Fear not, this four part series will give you a framework along with an operational guide to getting it done. These posts are a result of all the mistakes that I have made and the learnings that I have painfully gained :)
This four part series will cover
- What it is that you really need? This post.
- Creating the hiring process
- Executing to the process
- The post interview experience
Some philosophical grounding
A good mental model is to think of the PM hiring process as you would think about a product. The same considerations and activities that you would perform for an actual product are directly applicable to the hiring process. Just as product managers have a relentless focus on the user, the hiring process needs to have a relentless focus on the candidate (the user).
To put it succinctly:
- Old way: You (candidate) need a job. I (hiring manager) am the customer, you want me.
- New, and better, way: You (candidate) are a customer and we are going find a good match. We both want to ensure we have a good fit and it is in fact me (the hiring manager) who wants you.
What are you looking for?
Define product/market fit
This matters more than you think. A few important questions to think about:
- What sort of company are you? Are you a B2b, B2c, Marketplace…getting to a broad classification of where you lie helps in identifying the type of the PM who will fit your particular need.
- Which stage of the company lifecycle are you in? If you are small startup (<20 people), then you will tend towards scrappy and execution focussed PM’s. If you are a larger company you are probably looking for a healthy mix of process, strategy and execution.
What is the ideal product (the candidate) /market (your company) fit?

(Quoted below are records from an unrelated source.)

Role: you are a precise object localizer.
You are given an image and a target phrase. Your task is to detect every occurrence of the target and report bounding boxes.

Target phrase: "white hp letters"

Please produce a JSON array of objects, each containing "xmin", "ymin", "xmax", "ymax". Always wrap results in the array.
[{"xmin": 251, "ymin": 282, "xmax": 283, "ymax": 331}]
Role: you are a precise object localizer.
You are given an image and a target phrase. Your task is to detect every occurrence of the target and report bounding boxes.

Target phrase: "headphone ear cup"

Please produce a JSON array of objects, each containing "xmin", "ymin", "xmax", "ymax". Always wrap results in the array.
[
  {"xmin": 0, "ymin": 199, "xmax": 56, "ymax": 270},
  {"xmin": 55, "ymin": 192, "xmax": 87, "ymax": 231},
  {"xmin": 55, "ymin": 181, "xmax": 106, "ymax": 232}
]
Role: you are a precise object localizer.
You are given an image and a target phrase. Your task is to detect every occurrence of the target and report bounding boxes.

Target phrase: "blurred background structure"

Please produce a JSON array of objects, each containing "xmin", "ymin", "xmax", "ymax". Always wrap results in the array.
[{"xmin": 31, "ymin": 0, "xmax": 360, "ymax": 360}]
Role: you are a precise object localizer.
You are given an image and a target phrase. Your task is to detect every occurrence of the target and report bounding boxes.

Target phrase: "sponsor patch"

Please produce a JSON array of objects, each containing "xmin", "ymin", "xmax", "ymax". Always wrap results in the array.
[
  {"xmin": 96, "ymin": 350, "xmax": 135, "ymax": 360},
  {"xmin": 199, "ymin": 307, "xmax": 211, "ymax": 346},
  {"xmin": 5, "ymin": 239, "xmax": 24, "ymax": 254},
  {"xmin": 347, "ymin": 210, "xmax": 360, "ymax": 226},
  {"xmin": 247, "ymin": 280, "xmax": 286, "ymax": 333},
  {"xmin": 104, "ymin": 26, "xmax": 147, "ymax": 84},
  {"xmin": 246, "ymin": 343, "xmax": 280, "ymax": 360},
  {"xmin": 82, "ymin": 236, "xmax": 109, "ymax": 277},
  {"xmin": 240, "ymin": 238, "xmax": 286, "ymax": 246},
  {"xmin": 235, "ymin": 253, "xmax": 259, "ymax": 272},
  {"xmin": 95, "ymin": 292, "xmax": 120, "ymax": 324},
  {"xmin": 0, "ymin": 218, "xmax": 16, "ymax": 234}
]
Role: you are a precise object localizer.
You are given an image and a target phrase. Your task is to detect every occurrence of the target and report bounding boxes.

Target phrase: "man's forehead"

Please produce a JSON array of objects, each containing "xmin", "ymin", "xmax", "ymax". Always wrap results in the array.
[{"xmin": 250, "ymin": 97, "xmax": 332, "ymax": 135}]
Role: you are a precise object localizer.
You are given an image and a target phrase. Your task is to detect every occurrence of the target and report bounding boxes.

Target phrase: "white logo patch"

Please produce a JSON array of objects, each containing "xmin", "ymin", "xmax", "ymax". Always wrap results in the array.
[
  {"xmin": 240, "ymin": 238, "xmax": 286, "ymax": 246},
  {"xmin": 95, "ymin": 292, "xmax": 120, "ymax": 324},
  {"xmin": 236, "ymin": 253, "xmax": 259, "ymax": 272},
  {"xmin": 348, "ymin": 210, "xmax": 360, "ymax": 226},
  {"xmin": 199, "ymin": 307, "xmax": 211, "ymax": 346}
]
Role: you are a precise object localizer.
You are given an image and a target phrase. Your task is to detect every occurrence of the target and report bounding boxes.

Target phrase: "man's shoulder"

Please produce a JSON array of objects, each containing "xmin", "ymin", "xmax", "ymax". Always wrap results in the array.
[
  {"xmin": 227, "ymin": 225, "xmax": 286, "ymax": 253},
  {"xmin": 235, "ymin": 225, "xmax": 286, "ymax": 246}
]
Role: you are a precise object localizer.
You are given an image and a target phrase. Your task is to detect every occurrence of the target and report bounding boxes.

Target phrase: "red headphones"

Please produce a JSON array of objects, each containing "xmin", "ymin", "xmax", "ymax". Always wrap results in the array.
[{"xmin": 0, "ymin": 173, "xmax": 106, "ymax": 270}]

What will the user (candidate PM’s) get?
Role and compensation alignment
Depending on which type of PM you need, what is the right level for the role? What are the exact parameters of compensation that you can play with? What is the exact title and what is the reporting structure? This last part is often the hardest since you need broad organizational alignment to make each role and each candidate successful
How do you communicate to the users (candidate PM’s) what they get?
Clear job descriptions
Be very honest and explicit about what you need and at the same time don’t ask for a unicorn! If something is a nice to have, mention it as a nice to have. Accentuate the positive, talk about why you want folks to work with you. Talk about your mission and what you stand for. Talk about what the PM will own and do day to day (a “day in the life of” is a nice way to discuss this). Talk about the impact this role will have on the company as a whole. Circulate this job description to all the relevant stakeholders. Does this provide an accurate picture of the kind of PM you’d want?